Engineers enjoy working on unrealistic grand visions. I want to continue to discuss the Myths of Development and Planning. In my first post, I shared the two myths that are commonly at the core of poor development. In the second post, I shared this from the perspective of the planner. Today, I would like to describe these myths through the perspective of the Engineer. More specifically, I want to share this perspective from the transportation engineer.
Every community no matter how large or how small has a transportation engineer, who is advising and directing the future of your community. Your community’s transportation engineer is possibly the most powerful person in you community, and is someone you need to know.
Transportation engineers have the key to the pocket book of our cities. I am amazed at the grand respect that transportation engineers receive in our cities. There is no other profession or government department that can walk into a public meeting, make billion dollar recommendation, and walk out as heroes.
Engineers are also immune to many of the realities the rest of us face in planning cities. They can promote the construction of new bigger and faster roads to justify the transportation model which projects exponential growth in car trips, and at the same time may obliterate walkability. They can gold and platinum plate every pipe or curb, as if this infrastructure will never degrade or become obsolete over time. Finally, the biggest of all is that all of this can be done in the present without ever accounting for the expense of the maintenance of these projects.
Let me illustrate this in a different way. You own a 1999 Ford Torus with over 150,000 miles on it. Out of the blue, your car’s mechanic calling you up and offering to put the latest seats in your car that offer anti-fatigue features, heat, and lumbar massage. These are great features, and will allow you to drive more miles because you will be so comfortable. The problem is that you really need to replace your ball joints which are at risk of failing on your 1999 Torus. The mechanic explains that even though the seats cost more then the needed ball joint repair, there is a factory rebate on the seats and he will reduce his labor costs to install the seats. You only have enough money for either the seats or the repair. The mechanic Recommends the seats over the repair, because of the rebates and reduced labor costs. You chose the seats at the Recommendation of the professional mechanic.

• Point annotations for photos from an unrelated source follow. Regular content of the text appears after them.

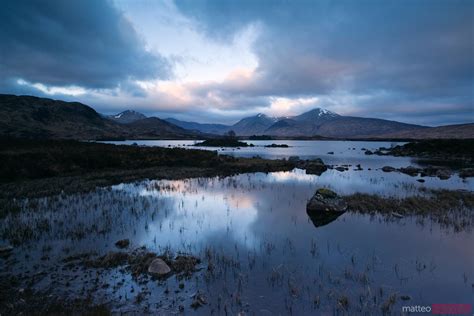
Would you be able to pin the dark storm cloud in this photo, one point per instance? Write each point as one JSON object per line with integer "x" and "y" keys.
{"x": 85, "y": 43}
{"x": 409, "y": 50}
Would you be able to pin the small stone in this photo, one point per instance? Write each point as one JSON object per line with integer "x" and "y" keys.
{"x": 199, "y": 300}
{"x": 158, "y": 268}
{"x": 6, "y": 250}
{"x": 388, "y": 169}
{"x": 123, "y": 243}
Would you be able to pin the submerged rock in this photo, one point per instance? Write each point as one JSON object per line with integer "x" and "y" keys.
{"x": 443, "y": 174}
{"x": 123, "y": 243}
{"x": 198, "y": 301}
{"x": 158, "y": 268}
{"x": 388, "y": 169}
{"x": 294, "y": 159}
{"x": 466, "y": 173}
{"x": 5, "y": 251}
{"x": 325, "y": 206}
{"x": 410, "y": 170}
{"x": 316, "y": 167}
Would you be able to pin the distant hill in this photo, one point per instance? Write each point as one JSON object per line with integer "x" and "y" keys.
{"x": 127, "y": 116}
{"x": 316, "y": 122}
{"x": 33, "y": 117}
{"x": 328, "y": 124}
{"x": 218, "y": 129}
{"x": 459, "y": 131}
{"x": 254, "y": 125}
{"x": 153, "y": 127}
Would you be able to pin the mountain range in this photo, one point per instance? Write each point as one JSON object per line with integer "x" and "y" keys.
{"x": 33, "y": 117}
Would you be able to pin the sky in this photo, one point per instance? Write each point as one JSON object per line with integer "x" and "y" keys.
{"x": 220, "y": 60}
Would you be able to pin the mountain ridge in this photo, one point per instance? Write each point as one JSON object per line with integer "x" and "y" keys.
{"x": 34, "y": 117}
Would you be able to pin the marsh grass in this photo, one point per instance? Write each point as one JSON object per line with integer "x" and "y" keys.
{"x": 451, "y": 208}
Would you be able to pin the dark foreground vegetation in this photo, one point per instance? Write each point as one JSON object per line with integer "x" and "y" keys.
{"x": 453, "y": 152}
{"x": 35, "y": 168}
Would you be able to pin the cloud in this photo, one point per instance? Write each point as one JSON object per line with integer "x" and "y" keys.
{"x": 73, "y": 43}
{"x": 346, "y": 51}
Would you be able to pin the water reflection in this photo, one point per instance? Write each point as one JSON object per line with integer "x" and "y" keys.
{"x": 256, "y": 229}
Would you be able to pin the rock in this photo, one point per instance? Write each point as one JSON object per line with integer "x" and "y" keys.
{"x": 466, "y": 173}
{"x": 388, "y": 169}
{"x": 326, "y": 193}
{"x": 443, "y": 174}
{"x": 410, "y": 170}
{"x": 123, "y": 243}
{"x": 325, "y": 206}
{"x": 158, "y": 268}
{"x": 293, "y": 159}
{"x": 316, "y": 167}
{"x": 5, "y": 251}
{"x": 397, "y": 215}
{"x": 199, "y": 300}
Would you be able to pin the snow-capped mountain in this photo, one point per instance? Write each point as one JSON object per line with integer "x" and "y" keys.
{"x": 127, "y": 116}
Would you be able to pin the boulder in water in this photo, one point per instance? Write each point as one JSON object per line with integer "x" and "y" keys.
{"x": 325, "y": 206}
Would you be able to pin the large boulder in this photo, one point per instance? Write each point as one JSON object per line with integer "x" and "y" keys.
{"x": 325, "y": 206}
{"x": 158, "y": 268}
{"x": 410, "y": 170}
{"x": 388, "y": 169}
{"x": 316, "y": 167}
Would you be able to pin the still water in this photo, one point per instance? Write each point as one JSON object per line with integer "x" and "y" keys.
{"x": 267, "y": 255}
{"x": 343, "y": 152}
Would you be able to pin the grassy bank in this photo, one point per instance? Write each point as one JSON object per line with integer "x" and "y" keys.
{"x": 37, "y": 168}
{"x": 446, "y": 207}
{"x": 454, "y": 152}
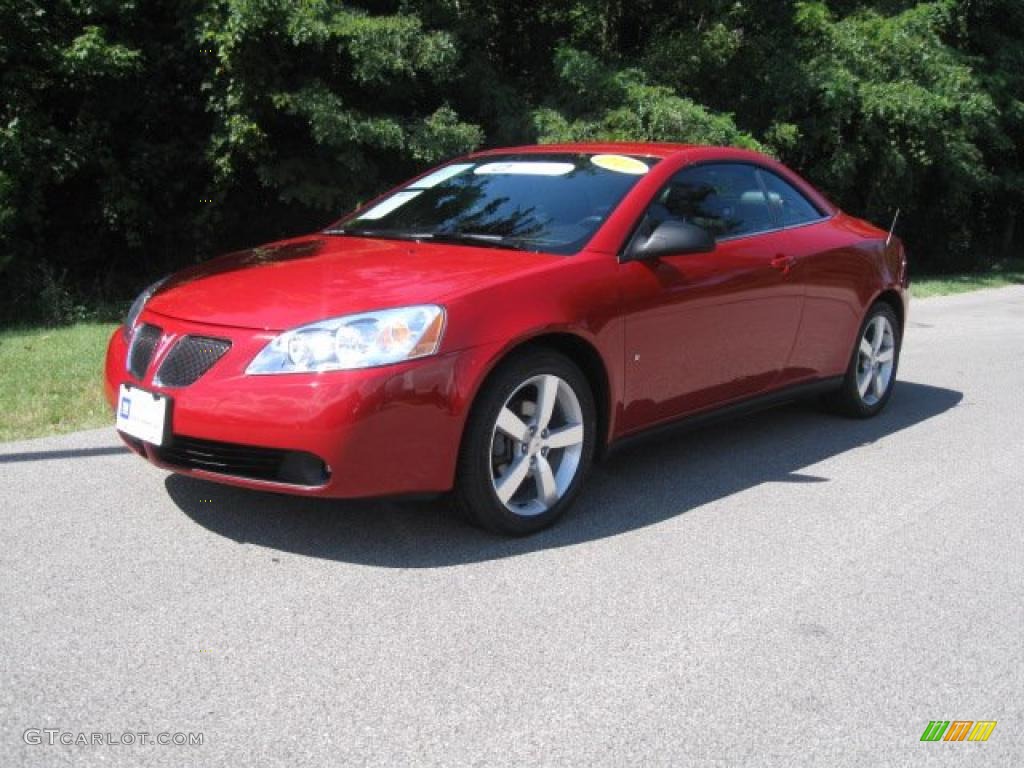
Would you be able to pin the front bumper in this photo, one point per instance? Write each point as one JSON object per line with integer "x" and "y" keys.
{"x": 385, "y": 431}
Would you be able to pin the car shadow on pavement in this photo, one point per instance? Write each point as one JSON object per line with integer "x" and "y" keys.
{"x": 642, "y": 484}
{"x": 42, "y": 456}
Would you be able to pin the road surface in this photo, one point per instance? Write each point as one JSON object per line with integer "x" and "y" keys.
{"x": 790, "y": 589}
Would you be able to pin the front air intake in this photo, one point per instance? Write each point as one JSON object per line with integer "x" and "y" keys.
{"x": 143, "y": 343}
{"x": 189, "y": 358}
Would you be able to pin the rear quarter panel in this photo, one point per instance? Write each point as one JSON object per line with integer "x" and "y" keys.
{"x": 844, "y": 265}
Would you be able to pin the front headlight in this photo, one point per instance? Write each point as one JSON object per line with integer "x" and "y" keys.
{"x": 354, "y": 341}
{"x": 138, "y": 304}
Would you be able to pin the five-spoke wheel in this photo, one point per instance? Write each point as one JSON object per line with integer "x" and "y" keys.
{"x": 869, "y": 379}
{"x": 528, "y": 443}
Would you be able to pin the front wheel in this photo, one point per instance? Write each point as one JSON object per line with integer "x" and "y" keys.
{"x": 871, "y": 373}
{"x": 528, "y": 444}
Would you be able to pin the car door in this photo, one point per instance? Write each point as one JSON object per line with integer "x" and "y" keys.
{"x": 704, "y": 330}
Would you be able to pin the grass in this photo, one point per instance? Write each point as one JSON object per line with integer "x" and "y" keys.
{"x": 51, "y": 380}
{"x": 1008, "y": 273}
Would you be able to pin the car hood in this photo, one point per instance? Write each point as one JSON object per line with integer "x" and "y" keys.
{"x": 284, "y": 285}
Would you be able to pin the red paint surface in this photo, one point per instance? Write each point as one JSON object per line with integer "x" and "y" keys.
{"x": 675, "y": 336}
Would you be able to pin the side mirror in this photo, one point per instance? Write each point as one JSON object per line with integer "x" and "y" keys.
{"x": 671, "y": 239}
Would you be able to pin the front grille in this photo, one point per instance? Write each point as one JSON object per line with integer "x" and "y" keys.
{"x": 189, "y": 358}
{"x": 294, "y": 467}
{"x": 143, "y": 342}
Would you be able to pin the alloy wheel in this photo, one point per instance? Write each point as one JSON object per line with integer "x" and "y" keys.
{"x": 536, "y": 445}
{"x": 876, "y": 359}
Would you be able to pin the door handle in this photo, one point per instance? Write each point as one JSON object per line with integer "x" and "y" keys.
{"x": 782, "y": 262}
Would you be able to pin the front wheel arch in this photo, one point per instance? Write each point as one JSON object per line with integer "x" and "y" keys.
{"x": 580, "y": 351}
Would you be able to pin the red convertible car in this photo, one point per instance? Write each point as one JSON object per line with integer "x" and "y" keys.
{"x": 494, "y": 326}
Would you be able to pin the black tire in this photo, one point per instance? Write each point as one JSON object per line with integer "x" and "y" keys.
{"x": 848, "y": 399}
{"x": 475, "y": 496}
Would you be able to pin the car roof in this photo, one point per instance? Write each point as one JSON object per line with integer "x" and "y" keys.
{"x": 648, "y": 148}
{"x": 693, "y": 153}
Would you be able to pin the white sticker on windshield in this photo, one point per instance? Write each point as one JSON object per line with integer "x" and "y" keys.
{"x": 441, "y": 174}
{"x": 397, "y": 200}
{"x": 526, "y": 168}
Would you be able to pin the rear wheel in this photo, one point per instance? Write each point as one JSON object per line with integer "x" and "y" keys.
{"x": 871, "y": 374}
{"x": 528, "y": 444}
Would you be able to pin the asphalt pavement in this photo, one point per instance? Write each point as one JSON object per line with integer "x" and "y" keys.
{"x": 787, "y": 589}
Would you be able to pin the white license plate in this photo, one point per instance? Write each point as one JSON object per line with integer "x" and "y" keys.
{"x": 142, "y": 415}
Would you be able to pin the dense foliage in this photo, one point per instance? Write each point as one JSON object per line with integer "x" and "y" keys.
{"x": 136, "y": 137}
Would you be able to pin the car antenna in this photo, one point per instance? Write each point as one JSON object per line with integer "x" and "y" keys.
{"x": 892, "y": 228}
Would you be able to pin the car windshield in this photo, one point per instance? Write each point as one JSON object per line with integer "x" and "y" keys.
{"x": 536, "y": 202}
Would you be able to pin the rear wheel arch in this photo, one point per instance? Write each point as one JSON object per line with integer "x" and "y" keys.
{"x": 894, "y": 300}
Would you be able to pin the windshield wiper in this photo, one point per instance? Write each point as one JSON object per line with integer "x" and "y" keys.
{"x": 475, "y": 239}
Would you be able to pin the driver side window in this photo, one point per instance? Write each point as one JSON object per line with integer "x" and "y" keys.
{"x": 725, "y": 200}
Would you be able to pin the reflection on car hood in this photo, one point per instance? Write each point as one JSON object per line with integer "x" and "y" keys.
{"x": 289, "y": 284}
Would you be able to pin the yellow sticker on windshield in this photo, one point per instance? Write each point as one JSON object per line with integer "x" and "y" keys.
{"x": 620, "y": 164}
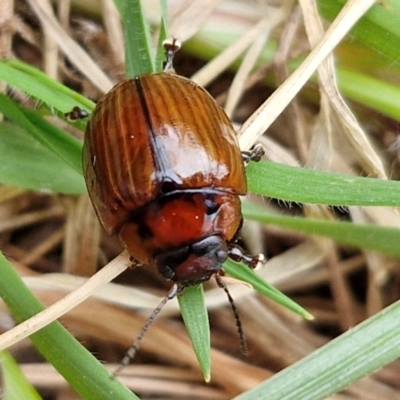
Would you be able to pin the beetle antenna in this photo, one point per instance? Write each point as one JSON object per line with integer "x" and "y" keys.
{"x": 171, "y": 46}
{"x": 243, "y": 343}
{"x": 131, "y": 352}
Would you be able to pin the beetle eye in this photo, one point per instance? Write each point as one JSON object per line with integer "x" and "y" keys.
{"x": 221, "y": 256}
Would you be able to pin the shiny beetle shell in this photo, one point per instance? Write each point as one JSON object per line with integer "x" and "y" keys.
{"x": 164, "y": 172}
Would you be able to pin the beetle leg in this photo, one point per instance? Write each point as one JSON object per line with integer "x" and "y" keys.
{"x": 134, "y": 262}
{"x": 76, "y": 113}
{"x": 171, "y": 46}
{"x": 237, "y": 255}
{"x": 254, "y": 154}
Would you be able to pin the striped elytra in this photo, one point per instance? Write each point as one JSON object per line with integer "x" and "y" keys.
{"x": 164, "y": 173}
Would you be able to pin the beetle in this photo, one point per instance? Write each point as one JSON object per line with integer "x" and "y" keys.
{"x": 164, "y": 172}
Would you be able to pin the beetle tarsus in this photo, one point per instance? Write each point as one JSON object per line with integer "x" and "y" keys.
{"x": 243, "y": 343}
{"x": 254, "y": 154}
{"x": 171, "y": 46}
{"x": 237, "y": 255}
{"x": 76, "y": 113}
{"x": 131, "y": 352}
{"x": 134, "y": 262}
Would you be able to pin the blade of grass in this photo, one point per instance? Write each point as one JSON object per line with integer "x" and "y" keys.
{"x": 63, "y": 145}
{"x": 160, "y": 55}
{"x": 194, "y": 314}
{"x": 379, "y": 27}
{"x": 373, "y": 237}
{"x": 139, "y": 57}
{"x": 86, "y": 375}
{"x": 15, "y": 385}
{"x": 319, "y": 187}
{"x": 357, "y": 353}
{"x": 39, "y": 85}
{"x": 28, "y": 164}
{"x": 246, "y": 274}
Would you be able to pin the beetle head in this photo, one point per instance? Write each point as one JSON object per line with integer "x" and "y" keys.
{"x": 193, "y": 264}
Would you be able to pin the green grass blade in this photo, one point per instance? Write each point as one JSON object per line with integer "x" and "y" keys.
{"x": 357, "y": 353}
{"x": 371, "y": 92}
{"x": 60, "y": 143}
{"x": 373, "y": 237}
{"x": 86, "y": 375}
{"x": 28, "y": 164}
{"x": 246, "y": 274}
{"x": 319, "y": 187}
{"x": 39, "y": 85}
{"x": 194, "y": 314}
{"x": 160, "y": 55}
{"x": 14, "y": 384}
{"x": 139, "y": 57}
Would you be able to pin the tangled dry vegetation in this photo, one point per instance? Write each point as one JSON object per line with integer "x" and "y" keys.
{"x": 55, "y": 241}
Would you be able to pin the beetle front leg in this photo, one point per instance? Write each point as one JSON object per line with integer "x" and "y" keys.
{"x": 254, "y": 154}
{"x": 236, "y": 254}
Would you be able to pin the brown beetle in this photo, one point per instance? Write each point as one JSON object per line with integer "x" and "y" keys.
{"x": 164, "y": 172}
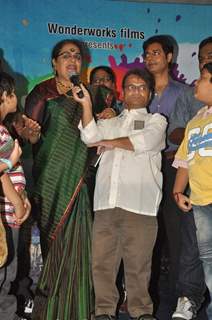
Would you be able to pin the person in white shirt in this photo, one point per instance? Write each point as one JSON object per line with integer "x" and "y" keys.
{"x": 127, "y": 195}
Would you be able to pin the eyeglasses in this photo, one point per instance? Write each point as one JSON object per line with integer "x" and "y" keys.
{"x": 208, "y": 57}
{"x": 155, "y": 53}
{"x": 134, "y": 88}
{"x": 67, "y": 55}
{"x": 101, "y": 80}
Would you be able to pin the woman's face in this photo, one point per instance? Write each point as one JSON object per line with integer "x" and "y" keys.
{"x": 68, "y": 61}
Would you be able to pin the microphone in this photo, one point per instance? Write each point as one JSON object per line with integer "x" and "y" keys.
{"x": 75, "y": 79}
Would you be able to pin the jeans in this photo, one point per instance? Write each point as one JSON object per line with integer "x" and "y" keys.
{"x": 191, "y": 282}
{"x": 203, "y": 221}
{"x": 8, "y": 303}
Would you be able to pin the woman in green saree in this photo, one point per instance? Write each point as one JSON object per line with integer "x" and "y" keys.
{"x": 64, "y": 290}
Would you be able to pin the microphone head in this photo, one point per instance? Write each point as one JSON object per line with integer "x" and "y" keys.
{"x": 75, "y": 79}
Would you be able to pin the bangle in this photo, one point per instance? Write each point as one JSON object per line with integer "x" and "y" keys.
{"x": 176, "y": 195}
{"x": 8, "y": 163}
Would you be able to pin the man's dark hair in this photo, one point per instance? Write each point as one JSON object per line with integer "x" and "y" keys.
{"x": 204, "y": 42}
{"x": 208, "y": 67}
{"x": 107, "y": 69}
{"x": 143, "y": 74}
{"x": 7, "y": 83}
{"x": 164, "y": 40}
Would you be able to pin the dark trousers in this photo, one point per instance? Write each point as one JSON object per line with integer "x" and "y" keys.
{"x": 191, "y": 276}
{"x": 185, "y": 266}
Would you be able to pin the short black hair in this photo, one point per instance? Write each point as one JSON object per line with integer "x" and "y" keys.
{"x": 208, "y": 67}
{"x": 142, "y": 73}
{"x": 7, "y": 83}
{"x": 204, "y": 42}
{"x": 164, "y": 40}
{"x": 107, "y": 69}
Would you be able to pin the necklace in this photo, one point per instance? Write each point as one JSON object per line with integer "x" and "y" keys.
{"x": 59, "y": 83}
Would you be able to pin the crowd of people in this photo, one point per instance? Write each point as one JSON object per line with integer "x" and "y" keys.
{"x": 119, "y": 184}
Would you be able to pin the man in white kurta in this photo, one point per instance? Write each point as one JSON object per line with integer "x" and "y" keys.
{"x": 127, "y": 196}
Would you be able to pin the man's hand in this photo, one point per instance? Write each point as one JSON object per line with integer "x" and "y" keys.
{"x": 26, "y": 209}
{"x": 183, "y": 201}
{"x": 107, "y": 113}
{"x": 28, "y": 129}
{"x": 103, "y": 145}
{"x": 16, "y": 153}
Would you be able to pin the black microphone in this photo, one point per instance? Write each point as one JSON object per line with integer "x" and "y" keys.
{"x": 75, "y": 79}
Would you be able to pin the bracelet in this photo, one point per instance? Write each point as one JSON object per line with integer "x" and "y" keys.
{"x": 176, "y": 193}
{"x": 8, "y": 163}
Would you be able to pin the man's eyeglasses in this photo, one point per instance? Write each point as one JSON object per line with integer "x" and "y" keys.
{"x": 155, "y": 53}
{"x": 101, "y": 80}
{"x": 67, "y": 55}
{"x": 205, "y": 58}
{"x": 134, "y": 87}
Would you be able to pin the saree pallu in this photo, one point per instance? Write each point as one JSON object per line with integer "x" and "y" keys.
{"x": 64, "y": 291}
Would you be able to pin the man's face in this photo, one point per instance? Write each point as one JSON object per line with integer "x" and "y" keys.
{"x": 203, "y": 87}
{"x": 205, "y": 55}
{"x": 155, "y": 58}
{"x": 136, "y": 92}
{"x": 101, "y": 77}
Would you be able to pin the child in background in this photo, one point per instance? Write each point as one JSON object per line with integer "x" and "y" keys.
{"x": 194, "y": 162}
{"x": 14, "y": 204}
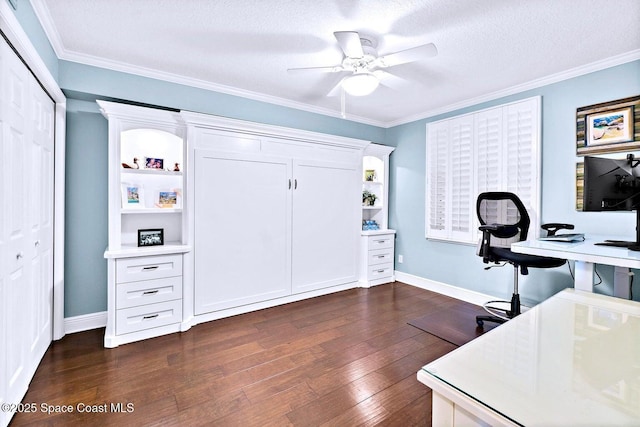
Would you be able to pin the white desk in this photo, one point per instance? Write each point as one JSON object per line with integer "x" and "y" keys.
{"x": 586, "y": 255}
{"x": 572, "y": 360}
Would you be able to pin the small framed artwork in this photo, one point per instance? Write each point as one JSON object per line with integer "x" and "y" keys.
{"x": 151, "y": 237}
{"x": 153, "y": 163}
{"x": 608, "y": 127}
{"x": 167, "y": 199}
{"x": 132, "y": 196}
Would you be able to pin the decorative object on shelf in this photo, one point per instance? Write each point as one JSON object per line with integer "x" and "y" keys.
{"x": 151, "y": 237}
{"x": 369, "y": 224}
{"x": 132, "y": 196}
{"x": 608, "y": 127}
{"x": 368, "y": 198}
{"x": 167, "y": 199}
{"x": 153, "y": 163}
{"x": 135, "y": 164}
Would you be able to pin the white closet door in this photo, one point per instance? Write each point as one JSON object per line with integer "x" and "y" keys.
{"x": 15, "y": 274}
{"x": 242, "y": 229}
{"x": 326, "y": 224}
{"x": 40, "y": 221}
{"x": 26, "y": 229}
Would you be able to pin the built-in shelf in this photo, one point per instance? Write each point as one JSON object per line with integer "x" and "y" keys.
{"x": 150, "y": 211}
{"x": 151, "y": 172}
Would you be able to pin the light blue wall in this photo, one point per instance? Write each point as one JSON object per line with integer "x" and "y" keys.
{"x": 457, "y": 264}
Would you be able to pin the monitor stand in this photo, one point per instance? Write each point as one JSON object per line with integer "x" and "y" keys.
{"x": 632, "y": 246}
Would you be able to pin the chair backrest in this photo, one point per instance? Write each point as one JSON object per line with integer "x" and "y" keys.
{"x": 503, "y": 208}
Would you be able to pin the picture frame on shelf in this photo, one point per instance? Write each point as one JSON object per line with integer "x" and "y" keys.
{"x": 132, "y": 196}
{"x": 169, "y": 198}
{"x": 151, "y": 237}
{"x": 153, "y": 163}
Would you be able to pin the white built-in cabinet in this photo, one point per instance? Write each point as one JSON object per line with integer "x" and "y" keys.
{"x": 275, "y": 214}
{"x": 261, "y": 216}
{"x": 377, "y": 246}
{"x": 146, "y": 192}
{"x": 26, "y": 227}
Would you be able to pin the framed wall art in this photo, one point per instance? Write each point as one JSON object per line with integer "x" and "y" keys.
{"x": 608, "y": 127}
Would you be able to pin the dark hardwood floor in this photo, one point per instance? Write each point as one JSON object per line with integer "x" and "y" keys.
{"x": 344, "y": 359}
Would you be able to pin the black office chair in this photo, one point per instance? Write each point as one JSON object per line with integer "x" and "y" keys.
{"x": 504, "y": 220}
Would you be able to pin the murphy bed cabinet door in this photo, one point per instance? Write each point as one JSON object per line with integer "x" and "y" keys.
{"x": 242, "y": 229}
{"x": 326, "y": 224}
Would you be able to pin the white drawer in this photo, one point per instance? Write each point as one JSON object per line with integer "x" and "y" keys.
{"x": 148, "y": 292}
{"x": 380, "y": 256}
{"x": 380, "y": 271}
{"x": 146, "y": 268}
{"x": 381, "y": 242}
{"x": 148, "y": 316}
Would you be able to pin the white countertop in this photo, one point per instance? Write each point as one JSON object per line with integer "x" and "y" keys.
{"x": 572, "y": 360}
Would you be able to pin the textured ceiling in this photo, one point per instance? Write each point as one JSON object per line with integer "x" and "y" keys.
{"x": 486, "y": 48}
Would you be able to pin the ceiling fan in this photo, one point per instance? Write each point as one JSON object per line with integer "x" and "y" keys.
{"x": 362, "y": 61}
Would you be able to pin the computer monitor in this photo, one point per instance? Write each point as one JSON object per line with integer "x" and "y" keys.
{"x": 613, "y": 185}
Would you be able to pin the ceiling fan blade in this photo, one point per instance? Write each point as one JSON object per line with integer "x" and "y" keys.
{"x": 390, "y": 80}
{"x": 409, "y": 55}
{"x": 337, "y": 89}
{"x": 327, "y": 69}
{"x": 350, "y": 44}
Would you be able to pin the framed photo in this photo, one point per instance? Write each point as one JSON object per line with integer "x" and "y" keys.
{"x": 132, "y": 196}
{"x": 608, "y": 127}
{"x": 370, "y": 175}
{"x": 167, "y": 199}
{"x": 151, "y": 237}
{"x": 153, "y": 163}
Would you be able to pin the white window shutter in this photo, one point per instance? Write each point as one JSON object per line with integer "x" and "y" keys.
{"x": 437, "y": 155}
{"x": 496, "y": 149}
{"x": 460, "y": 212}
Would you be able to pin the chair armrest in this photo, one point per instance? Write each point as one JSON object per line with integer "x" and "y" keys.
{"x": 552, "y": 227}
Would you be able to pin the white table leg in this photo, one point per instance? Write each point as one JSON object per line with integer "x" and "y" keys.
{"x": 584, "y": 276}
{"x": 621, "y": 283}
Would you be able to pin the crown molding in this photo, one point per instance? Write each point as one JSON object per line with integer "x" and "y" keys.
{"x": 44, "y": 16}
{"x": 534, "y": 84}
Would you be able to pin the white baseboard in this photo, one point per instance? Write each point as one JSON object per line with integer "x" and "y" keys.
{"x": 85, "y": 322}
{"x": 472, "y": 297}
{"x": 90, "y": 321}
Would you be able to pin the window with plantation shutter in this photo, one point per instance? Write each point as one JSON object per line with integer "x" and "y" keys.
{"x": 496, "y": 149}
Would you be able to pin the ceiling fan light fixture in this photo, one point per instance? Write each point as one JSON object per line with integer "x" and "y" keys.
{"x": 360, "y": 84}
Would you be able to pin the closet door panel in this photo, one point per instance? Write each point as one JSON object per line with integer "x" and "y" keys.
{"x": 326, "y": 224}
{"x": 40, "y": 227}
{"x": 242, "y": 229}
{"x": 15, "y": 302}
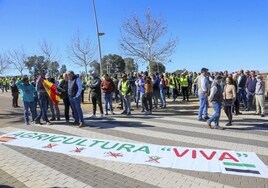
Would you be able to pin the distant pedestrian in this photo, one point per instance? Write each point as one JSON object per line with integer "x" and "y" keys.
{"x": 74, "y": 94}
{"x": 241, "y": 82}
{"x": 14, "y": 92}
{"x": 162, "y": 86}
{"x": 43, "y": 98}
{"x": 259, "y": 95}
{"x": 27, "y": 95}
{"x": 95, "y": 92}
{"x": 148, "y": 96}
{"x": 63, "y": 88}
{"x": 108, "y": 87}
{"x": 126, "y": 94}
{"x": 250, "y": 86}
{"x": 203, "y": 92}
{"x": 216, "y": 99}
{"x": 53, "y": 107}
{"x": 229, "y": 95}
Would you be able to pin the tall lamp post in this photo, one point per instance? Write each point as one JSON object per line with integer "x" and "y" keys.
{"x": 98, "y": 34}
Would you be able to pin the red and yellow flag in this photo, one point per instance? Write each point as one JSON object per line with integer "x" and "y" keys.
{"x": 51, "y": 91}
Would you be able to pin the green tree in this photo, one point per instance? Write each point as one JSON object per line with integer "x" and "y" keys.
{"x": 113, "y": 64}
{"x": 131, "y": 66}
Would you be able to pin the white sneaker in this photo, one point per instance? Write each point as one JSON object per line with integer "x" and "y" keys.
{"x": 146, "y": 113}
{"x": 92, "y": 116}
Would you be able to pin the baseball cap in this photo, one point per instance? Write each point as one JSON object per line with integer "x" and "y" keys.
{"x": 204, "y": 69}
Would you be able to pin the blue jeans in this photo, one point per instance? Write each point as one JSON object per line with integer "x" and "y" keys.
{"x": 76, "y": 106}
{"x": 203, "y": 108}
{"x": 108, "y": 99}
{"x": 163, "y": 97}
{"x": 127, "y": 101}
{"x": 250, "y": 96}
{"x": 28, "y": 105}
{"x": 217, "y": 113}
{"x": 156, "y": 96}
{"x": 137, "y": 98}
{"x": 43, "y": 102}
{"x": 242, "y": 96}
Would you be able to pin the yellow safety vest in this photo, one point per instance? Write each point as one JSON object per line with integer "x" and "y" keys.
{"x": 125, "y": 86}
{"x": 184, "y": 82}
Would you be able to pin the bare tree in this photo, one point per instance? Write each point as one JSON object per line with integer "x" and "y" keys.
{"x": 145, "y": 39}
{"x": 52, "y": 57}
{"x": 17, "y": 58}
{"x": 3, "y": 64}
{"x": 80, "y": 52}
{"x": 49, "y": 52}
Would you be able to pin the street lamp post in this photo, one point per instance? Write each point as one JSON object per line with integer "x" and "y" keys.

A day later, you pick up your car. The seats are the best seats you have ever sat in before in your life. You can imagine the hours you can now spend behind the wheel in comfort. As you pull out of the mechanic’s shop, you turn the corner and you hear scraping metal. You pull over and you find that the front ball joint gave out and your car is immobile.
You call your mechanic with great concern. The mechanic responds simply and says, despite your car not being able to to move, you are siting on the best seats available on the market.
This parable is completely absurd, and you probably said that I know better then this. Unfortunately, we do not know better because this is what is happening everyday in our cities under the direction and advice of our transportation engineers. New, wider, and faster, roads can be funded with federal funds and gas tax dollars. These funds perversely translates to free money through the rose colored glasses of local government.
When we return to the great myth of development and planning, we have to remind ourselves that we cannot build ourselves out of this mess. Engineers are programmed like ants. Given the time, they will construct the greatest structures and systems the world has ever seen. Unlike ants, the engineers can lose sight of the the other important issues like funding, or where these structures are placed.
We also have to recognize that the funding for building and maintaining infrastructure is limited. Our great-grand parents built amazing places without credit, bonds, or debt. They understood that you build what you can, when you can. The development myths would have been easily recognized by our great-grand parents.
There is hope out there once you can recognize these myths. I will continue to share how we can build great cities once we abandon these myths.